Le fabricant de contrôle d’accès pour l’habitat collectif a pris une participation de 80% dans la start-up Fenotek, conceptrice d’un interphone connecté à un smartphone, aux côtés du management qui conserve 20%.
Créée en 2015 à Meyreuil (13) et dirigée par Bruno Davoine, la société avait réalisé un premier tour de table fin 2016 qui lui avait apporté 2,2 M€, auprès de Bpifrance, iSource Gestion, Turenne Capital, Provence Business Angels, P.Factory, CAAP Création, IAD CAPA (voir ETS n°624).
A cette époque, Fenotek affichait de grandes ambitions qui n’ont pas été réalisées : elle ambitionnait d’engranger un CA de 10 M€ en 2020 en s’appuyant sur un réseau de distributeurs spécialisés. En fait, le CA s’est inscrit à seulement 0,29 M€ en 2019, générant une perte de 0,91 M€.
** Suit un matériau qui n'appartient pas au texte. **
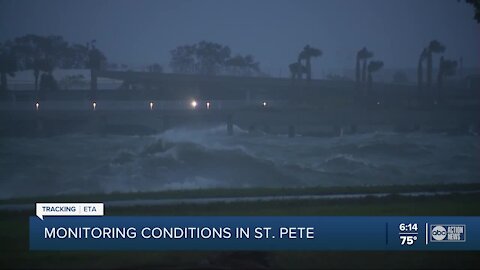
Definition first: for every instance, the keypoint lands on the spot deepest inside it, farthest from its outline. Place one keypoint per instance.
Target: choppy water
(186, 158)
Employant quinze collaborateurs, Fenotek a vendu 3 000 équipements l’année dernière et prévoit désormais de multiplier par cinq son activité d’ici trois ans.
Pour sa part, Noralsy, créé en 1979 à Paris où il engrange la majorité de son activité, et présent à Lyon et à Bruxelles, fait figure de leader français dans son domaine. La société présidée par Emmanuel Lévy a débuté par la fabrication de claviers codés puis s’est lancée dans les systèmes de contrôle d’accès, les lecteurs, les clés Vigik, l’interphonie vidéo, etc. Ses produits sont essentiellement installés dans les sites tertiaires et les administrations locales. Employant une cinquantaine de collaborateurs, Noralsy a réalisé un CA de 9,17 M€ en 2019, assorti d’une perte de 0,35 M€.
Contactée par En Toute Sécurité, la direction n’a pas donné suite à notre demande d’interview.